Los Angeles

Garcetti Praises New Law Projected to Accelerate Building of Homeless Housing

The bill allows homeless housing projects to bypass California Environmental Quality Act reviews.

What to Know

  • AB 1911, which was signed on Sept. 26, allows homelessness housing projects to skip environmental reviews.
  • LA County Supervisor Mark Ridley Thomas said the bill could expedite projects by months or even years.
  • The bill doesn't seem to mention if it would affect the California Coastal Act, a environmental protection law similar to the ones bypassed.

Los Angeles Mayor Eric Garcetti praised on Thursday the signing of a state bill aimed at speeding up the process for building homeless housing projects, and spotlighted a new supportive housing apartment complex being constructed in downtown's Skid Row.

The bill allows homeless housing projects to bypass California Environmental Quality Act reviews.

"We are here to celebrate something that is brought to us by a champion of L.A., Assembly member Miguel Santiago, whose legislation, AB 1197, will speed projects like this up," Garcetti said via Facebook Live at the Flor 401 Apartments in Skid Row.

Gov.

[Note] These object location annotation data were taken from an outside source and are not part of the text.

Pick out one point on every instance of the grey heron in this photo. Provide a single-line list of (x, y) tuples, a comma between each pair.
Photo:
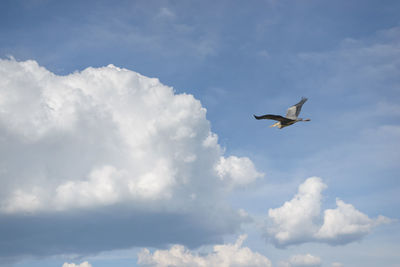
[(290, 118)]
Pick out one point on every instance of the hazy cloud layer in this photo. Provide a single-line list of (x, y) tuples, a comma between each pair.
[(299, 220), (227, 255), (300, 260), (83, 264), (106, 143)]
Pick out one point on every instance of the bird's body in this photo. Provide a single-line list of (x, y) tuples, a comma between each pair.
[(290, 118)]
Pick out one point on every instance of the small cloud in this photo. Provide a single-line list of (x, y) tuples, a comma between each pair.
[(166, 13), (298, 220), (83, 264), (238, 171)]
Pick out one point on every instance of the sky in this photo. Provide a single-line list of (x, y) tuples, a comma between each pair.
[(127, 133)]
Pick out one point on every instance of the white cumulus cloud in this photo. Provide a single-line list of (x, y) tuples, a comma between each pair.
[(228, 255), (299, 220), (109, 154), (105, 136)]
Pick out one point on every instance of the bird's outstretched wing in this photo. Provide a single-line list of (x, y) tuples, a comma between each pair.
[(294, 110), (272, 117)]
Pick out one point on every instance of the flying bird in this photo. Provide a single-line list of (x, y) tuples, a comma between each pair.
[(290, 118)]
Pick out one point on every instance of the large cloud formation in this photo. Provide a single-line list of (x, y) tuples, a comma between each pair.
[(299, 220), (91, 159), (222, 256)]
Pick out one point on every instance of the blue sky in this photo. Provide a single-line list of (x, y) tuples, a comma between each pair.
[(237, 58)]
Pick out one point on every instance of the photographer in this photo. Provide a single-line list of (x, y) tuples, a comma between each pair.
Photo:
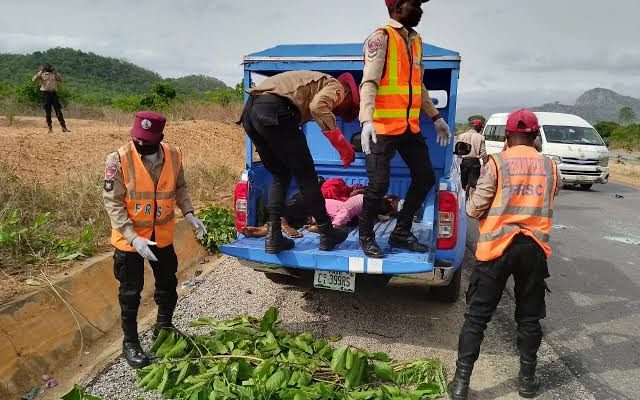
[(49, 79)]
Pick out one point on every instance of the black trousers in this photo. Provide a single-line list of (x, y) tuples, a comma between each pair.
[(527, 262), (128, 268), (50, 99), (415, 153), (470, 172), (273, 124)]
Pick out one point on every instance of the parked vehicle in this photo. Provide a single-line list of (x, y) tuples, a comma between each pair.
[(441, 222), (569, 140)]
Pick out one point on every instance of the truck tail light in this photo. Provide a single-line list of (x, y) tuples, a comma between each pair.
[(447, 220), (241, 201)]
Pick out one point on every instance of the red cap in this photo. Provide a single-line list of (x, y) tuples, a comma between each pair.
[(391, 3), (522, 121), (477, 123), (148, 126), (347, 79)]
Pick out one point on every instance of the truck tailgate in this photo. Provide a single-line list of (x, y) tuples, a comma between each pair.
[(347, 257)]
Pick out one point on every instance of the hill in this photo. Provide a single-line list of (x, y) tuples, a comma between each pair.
[(595, 105), (89, 73)]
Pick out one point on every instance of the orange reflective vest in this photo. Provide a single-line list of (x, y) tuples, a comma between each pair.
[(523, 202), (150, 208), (399, 97)]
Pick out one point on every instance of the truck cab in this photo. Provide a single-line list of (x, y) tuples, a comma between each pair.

Gavin Newsom signed the bill on Sept. 26 and the CEQA exemption will last until 2025.

Santiago, the bill's author, thanked the mayor for his support of the legislation, and spoke about the funding for projects like the one in Skid Row, which is subsidized by the voter-approved Proposition HHH, which allocates $1.2 billion in bonded housing loans to build more than 10,000 units of supportive housing by 2026.

"Here in Los Angeles, we stepped up really quick, worked with the mayor, we have unprecedented funding, and we're intent on getting permanent supportive housing and emergency shelters built here in Los Angeles," Santiago said.

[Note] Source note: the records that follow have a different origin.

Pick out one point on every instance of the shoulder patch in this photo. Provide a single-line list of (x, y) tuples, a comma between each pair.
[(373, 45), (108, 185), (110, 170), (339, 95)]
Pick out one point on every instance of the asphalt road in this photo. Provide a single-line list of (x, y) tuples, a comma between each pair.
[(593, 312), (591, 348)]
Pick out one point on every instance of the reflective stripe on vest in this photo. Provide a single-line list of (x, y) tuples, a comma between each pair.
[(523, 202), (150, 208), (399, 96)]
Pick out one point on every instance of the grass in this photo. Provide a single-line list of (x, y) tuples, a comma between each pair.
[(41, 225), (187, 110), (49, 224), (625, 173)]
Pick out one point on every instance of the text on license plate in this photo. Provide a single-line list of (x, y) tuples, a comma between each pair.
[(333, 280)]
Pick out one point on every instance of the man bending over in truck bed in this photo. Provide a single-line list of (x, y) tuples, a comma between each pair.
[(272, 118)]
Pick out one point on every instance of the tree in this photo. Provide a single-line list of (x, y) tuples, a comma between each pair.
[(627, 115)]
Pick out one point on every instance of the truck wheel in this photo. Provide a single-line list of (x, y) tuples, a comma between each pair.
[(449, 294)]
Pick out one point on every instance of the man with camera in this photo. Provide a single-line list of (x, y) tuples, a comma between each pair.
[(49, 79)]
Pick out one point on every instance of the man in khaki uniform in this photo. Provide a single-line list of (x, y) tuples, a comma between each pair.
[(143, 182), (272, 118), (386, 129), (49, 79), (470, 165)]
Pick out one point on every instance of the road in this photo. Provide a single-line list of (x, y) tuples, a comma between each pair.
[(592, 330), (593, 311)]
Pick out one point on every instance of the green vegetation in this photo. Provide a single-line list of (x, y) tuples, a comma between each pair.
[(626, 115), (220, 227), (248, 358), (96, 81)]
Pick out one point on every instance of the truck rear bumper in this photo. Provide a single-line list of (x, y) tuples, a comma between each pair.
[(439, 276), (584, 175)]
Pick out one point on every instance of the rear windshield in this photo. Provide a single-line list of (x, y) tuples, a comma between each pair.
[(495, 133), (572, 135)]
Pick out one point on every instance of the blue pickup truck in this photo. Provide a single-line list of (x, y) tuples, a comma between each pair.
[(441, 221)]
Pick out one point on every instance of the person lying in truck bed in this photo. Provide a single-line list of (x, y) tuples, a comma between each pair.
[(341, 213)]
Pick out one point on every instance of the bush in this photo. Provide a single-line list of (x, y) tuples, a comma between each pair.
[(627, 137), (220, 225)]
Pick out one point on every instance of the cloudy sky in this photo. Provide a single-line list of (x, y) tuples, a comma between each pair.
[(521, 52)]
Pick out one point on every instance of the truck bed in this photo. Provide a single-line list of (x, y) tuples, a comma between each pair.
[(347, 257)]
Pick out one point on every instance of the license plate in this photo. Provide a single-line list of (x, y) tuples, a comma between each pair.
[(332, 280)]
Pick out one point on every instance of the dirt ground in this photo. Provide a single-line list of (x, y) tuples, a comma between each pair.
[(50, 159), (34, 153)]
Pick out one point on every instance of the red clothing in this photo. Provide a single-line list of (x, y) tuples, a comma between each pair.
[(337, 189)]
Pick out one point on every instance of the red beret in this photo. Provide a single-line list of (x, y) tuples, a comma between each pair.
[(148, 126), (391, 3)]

Supervisor Mark Ridley-Thomas described the bill as a "game-changer." He said, "Now is not the time to be bogged down by years of reviews and technicalities associated with our traditional entitlement processes. Thanks to AB 1197, we will shave months, if not years off the time frame for getting much-need housing and shelters built."

CEQA processes are intended to preserve California's natural properties, but at a time when homelessness has been recorded as increasing faster than the Los Angeles can house people, legislators argued it could be worth it to bypass environmental restrictions. The bill doesn't appear to mention if it would affect the California Coastal Act, a similar environmental protection measure applied to proposed developments 1,000 meters from the state's shoreline.

"They (homeless housing projects) won't get caught up in legal disputes, they will move more quickly, we will house more people and not just address but end homelessness," Garcetti said. "This is the fight of this decade, we will do it and thank you, Miguel, for making it happen."

Santiago concurred, saying, "It takes a village, but we're going to get this done."